Fair wages from Catholic institutions?

The Church talks about how people deserve a just wage. i taught in a Catholic school for several years. i loved the job, thankfully! However, the pay was low and often I, and the other teachers, would be called upon to do extra activities for which we received no pay at all. Needless to say we were already putting in a lot of time on our own to make our lessons fun/informative, again for which there was no compensation, just a desire to do a good job. My husband taught in a public school and received a more “Christian” salary! It seems the powers that be, when speaking of just wages, are only speaking of those who don’t work for Catholic institutions!:confused: How do they reconcile this apparent hypocrisy?

Generally speaking, each individual school or Catholic agency is independent from the others in terms of finances. There’s simply not one large pot of money that is dolled out to everyone in turn. Rather, each organization is an independent entity with its own “profits and loss.”

The only money a Catholic school has to pay its staff with are the tuition payments and donations received. Running any institution is an expensive proposition. There’s salaries and benefits of employees, insurance, electricity, heat, changing fire codes, landscaping, snow removal (in certain areas), trash removal, safety codes, etc.
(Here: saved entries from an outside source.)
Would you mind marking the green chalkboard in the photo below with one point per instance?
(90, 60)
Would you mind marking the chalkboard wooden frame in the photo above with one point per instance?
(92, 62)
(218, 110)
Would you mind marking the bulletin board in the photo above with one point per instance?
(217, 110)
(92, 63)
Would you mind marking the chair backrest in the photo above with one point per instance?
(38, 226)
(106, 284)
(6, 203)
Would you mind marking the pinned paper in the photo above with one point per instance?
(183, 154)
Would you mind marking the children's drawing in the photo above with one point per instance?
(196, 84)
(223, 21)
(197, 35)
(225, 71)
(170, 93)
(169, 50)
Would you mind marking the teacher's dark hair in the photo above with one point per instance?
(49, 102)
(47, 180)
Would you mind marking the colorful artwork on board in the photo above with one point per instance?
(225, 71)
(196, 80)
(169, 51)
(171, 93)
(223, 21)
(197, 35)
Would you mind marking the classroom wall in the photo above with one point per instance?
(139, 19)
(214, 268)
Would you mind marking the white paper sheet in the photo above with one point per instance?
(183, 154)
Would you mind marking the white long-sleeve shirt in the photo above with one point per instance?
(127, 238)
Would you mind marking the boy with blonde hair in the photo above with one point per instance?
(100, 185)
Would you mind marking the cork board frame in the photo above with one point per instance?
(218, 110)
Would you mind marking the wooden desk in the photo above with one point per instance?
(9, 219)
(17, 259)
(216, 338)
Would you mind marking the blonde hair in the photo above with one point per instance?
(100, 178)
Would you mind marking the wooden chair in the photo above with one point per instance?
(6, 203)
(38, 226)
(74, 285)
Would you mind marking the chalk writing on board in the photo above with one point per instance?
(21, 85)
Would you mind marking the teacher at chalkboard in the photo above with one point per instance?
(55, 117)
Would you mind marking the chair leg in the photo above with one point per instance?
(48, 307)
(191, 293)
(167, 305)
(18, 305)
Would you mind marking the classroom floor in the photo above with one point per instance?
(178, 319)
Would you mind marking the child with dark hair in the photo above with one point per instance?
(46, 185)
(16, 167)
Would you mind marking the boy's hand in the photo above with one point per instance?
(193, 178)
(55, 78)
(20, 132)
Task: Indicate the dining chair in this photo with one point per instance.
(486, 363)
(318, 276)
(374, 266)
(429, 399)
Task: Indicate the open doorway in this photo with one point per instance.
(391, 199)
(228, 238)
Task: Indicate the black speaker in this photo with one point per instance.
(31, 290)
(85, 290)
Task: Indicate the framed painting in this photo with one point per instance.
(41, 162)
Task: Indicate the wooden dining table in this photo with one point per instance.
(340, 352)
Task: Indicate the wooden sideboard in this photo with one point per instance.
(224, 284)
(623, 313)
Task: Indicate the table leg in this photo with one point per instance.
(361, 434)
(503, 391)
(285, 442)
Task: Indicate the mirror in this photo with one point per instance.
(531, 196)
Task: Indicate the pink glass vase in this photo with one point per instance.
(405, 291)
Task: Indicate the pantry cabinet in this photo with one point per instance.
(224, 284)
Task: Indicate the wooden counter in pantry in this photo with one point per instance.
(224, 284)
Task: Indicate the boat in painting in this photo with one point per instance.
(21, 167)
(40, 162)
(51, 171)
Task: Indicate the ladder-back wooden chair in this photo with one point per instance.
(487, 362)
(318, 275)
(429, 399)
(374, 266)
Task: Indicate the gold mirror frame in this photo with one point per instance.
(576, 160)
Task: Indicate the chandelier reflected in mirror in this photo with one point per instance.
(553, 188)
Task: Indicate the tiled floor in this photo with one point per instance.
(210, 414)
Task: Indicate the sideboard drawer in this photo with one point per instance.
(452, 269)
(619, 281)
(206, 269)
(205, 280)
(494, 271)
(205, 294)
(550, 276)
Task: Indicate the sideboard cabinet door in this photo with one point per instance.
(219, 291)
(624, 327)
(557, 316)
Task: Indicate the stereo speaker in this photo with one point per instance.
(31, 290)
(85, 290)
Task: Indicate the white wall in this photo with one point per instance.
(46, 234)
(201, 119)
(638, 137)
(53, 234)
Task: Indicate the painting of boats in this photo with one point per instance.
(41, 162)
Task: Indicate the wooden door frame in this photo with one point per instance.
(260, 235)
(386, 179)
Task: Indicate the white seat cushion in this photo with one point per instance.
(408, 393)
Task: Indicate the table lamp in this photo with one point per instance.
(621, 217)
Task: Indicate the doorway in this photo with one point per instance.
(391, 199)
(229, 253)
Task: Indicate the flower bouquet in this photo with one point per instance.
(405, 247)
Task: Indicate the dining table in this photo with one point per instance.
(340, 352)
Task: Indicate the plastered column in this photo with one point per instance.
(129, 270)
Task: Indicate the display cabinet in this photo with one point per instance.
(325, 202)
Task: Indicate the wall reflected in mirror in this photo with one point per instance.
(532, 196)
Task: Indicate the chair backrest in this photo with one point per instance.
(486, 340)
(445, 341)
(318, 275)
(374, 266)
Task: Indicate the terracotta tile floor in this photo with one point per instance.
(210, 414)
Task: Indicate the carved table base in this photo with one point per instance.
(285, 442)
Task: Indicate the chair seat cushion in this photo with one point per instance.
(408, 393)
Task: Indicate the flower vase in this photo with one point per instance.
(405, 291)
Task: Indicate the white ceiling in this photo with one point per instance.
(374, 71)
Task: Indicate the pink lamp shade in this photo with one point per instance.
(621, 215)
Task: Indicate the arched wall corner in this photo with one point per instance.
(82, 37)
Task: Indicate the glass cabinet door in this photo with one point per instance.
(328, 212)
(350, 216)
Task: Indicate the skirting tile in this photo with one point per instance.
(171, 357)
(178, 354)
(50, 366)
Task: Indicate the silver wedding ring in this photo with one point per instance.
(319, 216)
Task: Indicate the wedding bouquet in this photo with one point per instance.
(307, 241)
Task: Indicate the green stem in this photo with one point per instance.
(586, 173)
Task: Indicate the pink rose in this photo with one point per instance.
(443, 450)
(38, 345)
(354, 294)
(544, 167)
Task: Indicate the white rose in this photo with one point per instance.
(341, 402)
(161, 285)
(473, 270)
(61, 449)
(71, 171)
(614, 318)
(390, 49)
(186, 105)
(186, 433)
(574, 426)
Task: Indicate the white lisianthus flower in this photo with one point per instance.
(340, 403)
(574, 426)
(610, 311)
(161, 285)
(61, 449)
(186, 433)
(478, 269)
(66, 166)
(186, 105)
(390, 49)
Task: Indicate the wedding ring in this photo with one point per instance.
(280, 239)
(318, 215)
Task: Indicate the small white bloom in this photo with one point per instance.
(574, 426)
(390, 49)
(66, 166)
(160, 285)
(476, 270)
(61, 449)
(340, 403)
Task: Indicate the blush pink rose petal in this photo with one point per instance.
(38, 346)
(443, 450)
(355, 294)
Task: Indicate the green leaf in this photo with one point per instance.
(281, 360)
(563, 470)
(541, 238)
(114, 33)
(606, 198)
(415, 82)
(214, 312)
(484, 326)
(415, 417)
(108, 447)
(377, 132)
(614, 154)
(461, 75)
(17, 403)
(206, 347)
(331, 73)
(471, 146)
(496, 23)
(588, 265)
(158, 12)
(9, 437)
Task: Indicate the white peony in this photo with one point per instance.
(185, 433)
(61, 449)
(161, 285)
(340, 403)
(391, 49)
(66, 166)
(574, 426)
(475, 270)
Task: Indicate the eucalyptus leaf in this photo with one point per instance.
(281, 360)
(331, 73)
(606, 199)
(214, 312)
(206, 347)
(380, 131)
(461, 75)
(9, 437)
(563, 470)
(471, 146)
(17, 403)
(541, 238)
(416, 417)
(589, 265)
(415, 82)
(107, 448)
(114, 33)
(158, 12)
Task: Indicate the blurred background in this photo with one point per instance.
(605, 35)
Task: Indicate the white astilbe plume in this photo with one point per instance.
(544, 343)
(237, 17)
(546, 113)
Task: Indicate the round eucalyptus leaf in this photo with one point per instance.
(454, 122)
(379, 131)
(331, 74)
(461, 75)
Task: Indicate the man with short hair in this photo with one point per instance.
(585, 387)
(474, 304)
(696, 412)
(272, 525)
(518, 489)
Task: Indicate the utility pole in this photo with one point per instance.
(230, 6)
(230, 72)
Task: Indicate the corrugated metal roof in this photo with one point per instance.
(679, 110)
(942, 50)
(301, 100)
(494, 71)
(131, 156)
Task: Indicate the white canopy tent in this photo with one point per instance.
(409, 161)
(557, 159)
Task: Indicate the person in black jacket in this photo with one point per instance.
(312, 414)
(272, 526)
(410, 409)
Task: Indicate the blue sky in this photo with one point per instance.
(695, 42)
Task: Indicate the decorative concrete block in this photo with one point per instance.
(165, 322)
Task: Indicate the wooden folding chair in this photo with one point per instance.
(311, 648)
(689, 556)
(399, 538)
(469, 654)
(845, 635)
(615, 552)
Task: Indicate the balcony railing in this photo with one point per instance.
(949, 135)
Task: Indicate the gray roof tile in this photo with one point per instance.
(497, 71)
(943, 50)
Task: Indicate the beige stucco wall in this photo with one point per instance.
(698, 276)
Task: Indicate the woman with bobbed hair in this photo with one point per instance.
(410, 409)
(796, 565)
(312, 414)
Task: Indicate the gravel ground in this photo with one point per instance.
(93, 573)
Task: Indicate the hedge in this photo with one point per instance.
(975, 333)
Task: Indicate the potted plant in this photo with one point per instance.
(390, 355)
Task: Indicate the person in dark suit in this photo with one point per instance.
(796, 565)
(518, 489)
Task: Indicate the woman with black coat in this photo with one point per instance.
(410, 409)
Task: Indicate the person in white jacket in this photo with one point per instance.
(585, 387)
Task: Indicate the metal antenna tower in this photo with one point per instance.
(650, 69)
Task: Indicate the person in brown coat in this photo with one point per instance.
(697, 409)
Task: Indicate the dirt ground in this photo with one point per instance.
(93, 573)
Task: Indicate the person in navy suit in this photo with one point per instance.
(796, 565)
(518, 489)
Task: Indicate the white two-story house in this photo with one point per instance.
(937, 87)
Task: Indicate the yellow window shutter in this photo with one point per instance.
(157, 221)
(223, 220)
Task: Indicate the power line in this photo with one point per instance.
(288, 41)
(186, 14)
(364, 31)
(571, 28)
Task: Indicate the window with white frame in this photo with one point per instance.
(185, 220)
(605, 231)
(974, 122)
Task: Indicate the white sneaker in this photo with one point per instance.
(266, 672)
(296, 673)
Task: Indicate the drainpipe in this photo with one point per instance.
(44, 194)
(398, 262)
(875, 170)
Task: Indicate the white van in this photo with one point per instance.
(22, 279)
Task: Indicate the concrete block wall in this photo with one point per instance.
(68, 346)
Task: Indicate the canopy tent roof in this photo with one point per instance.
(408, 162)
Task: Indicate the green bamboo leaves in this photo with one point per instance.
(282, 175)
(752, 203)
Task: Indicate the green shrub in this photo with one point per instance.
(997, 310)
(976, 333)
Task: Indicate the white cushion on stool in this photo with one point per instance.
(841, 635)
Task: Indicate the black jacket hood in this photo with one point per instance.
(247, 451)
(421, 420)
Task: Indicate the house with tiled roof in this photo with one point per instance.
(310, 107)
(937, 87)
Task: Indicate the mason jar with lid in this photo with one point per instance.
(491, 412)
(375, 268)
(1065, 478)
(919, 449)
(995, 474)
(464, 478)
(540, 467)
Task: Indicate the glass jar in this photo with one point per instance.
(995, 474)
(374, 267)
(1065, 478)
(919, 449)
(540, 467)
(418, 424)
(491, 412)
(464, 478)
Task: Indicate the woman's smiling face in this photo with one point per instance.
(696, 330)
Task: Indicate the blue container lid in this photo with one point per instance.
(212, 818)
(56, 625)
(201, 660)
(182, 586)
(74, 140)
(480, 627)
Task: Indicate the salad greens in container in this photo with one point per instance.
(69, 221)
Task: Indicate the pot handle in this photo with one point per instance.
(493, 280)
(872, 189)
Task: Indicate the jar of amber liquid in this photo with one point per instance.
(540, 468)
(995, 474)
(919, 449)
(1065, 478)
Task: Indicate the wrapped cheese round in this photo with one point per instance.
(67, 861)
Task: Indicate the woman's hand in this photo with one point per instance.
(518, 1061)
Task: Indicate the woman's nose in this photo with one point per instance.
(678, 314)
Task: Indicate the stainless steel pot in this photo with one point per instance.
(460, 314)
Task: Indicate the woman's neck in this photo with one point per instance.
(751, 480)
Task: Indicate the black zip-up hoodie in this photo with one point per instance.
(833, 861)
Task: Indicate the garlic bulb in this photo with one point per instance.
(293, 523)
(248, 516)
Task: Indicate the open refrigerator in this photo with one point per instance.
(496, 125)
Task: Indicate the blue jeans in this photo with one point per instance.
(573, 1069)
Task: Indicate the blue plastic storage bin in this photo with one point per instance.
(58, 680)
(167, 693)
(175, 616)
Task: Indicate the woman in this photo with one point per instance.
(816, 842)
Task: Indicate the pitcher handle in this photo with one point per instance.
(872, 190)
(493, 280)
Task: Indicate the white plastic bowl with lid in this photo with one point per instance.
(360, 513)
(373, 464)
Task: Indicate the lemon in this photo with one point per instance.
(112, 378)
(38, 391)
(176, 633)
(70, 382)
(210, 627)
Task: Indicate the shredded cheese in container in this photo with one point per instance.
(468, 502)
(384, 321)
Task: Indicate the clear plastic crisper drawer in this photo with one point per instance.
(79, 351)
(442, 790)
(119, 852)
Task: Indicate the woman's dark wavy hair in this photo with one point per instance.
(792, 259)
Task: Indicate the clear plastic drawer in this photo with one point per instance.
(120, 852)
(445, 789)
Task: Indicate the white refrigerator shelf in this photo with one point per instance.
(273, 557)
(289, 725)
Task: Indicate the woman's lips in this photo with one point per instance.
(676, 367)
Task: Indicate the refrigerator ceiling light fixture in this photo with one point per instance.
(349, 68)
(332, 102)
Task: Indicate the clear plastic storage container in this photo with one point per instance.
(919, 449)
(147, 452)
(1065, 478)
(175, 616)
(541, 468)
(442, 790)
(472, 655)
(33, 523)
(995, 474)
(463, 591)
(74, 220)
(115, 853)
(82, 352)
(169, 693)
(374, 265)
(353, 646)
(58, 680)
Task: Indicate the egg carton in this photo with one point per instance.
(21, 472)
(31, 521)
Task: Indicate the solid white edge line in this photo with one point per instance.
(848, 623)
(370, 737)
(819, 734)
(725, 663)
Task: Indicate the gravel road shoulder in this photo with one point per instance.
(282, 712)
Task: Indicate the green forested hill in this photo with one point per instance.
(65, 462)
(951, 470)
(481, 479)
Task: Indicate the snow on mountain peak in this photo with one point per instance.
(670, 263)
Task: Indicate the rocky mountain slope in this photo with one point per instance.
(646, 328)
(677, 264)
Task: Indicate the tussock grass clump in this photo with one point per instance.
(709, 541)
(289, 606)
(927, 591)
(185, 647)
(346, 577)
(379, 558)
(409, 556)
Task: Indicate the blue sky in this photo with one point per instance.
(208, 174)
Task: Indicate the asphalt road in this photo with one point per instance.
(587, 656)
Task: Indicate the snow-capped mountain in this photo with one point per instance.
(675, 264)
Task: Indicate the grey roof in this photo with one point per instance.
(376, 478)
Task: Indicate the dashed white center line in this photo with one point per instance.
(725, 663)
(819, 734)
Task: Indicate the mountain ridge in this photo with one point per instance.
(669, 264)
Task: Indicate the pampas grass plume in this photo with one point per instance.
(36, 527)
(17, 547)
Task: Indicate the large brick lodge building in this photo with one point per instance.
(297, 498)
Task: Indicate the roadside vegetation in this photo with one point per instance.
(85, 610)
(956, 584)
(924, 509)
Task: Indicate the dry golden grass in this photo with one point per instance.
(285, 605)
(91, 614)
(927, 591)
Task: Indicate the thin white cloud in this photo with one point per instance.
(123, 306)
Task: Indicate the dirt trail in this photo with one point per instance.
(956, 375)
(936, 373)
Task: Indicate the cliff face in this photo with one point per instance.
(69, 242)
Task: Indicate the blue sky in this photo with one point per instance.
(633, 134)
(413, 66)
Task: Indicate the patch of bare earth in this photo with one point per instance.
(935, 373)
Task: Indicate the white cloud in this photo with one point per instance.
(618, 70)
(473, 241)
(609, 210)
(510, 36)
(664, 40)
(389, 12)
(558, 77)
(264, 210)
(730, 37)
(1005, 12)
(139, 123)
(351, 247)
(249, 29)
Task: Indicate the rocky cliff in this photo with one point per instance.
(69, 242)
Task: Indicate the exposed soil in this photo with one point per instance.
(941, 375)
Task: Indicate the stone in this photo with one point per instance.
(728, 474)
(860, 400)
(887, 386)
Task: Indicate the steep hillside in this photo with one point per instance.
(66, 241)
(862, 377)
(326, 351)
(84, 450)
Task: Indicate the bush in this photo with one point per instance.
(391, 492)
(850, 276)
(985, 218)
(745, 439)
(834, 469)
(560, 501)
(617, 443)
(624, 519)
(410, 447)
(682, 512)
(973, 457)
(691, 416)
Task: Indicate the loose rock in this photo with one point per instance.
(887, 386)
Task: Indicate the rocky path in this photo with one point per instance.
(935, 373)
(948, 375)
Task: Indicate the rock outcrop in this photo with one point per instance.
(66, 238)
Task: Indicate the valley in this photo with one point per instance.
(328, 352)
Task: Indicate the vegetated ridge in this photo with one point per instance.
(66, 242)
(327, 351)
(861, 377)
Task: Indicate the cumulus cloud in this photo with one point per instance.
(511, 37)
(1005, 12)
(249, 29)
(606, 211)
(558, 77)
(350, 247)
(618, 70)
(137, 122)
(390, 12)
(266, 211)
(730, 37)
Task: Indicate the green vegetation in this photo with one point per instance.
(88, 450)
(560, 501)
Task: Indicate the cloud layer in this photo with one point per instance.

And then there’s all the regular maintenance and repairs that go with a physical building.

I really haven’t heard of too many Catholic schools that “make money.” Most basically scrape by and barely break even between income and expenses. If schools increase tuition too much, then fewer students attend so its not always easy to raise funds.

If a school was banking an unreasonable amount into savings every year and never passing any of that along to its employees then that would indeed be a moral issue. However that is not the case in the overwhelming majority of Catholic schools that I am aware of; for most, it is not a case of refusing to pay higher wages but rather the inability to do so.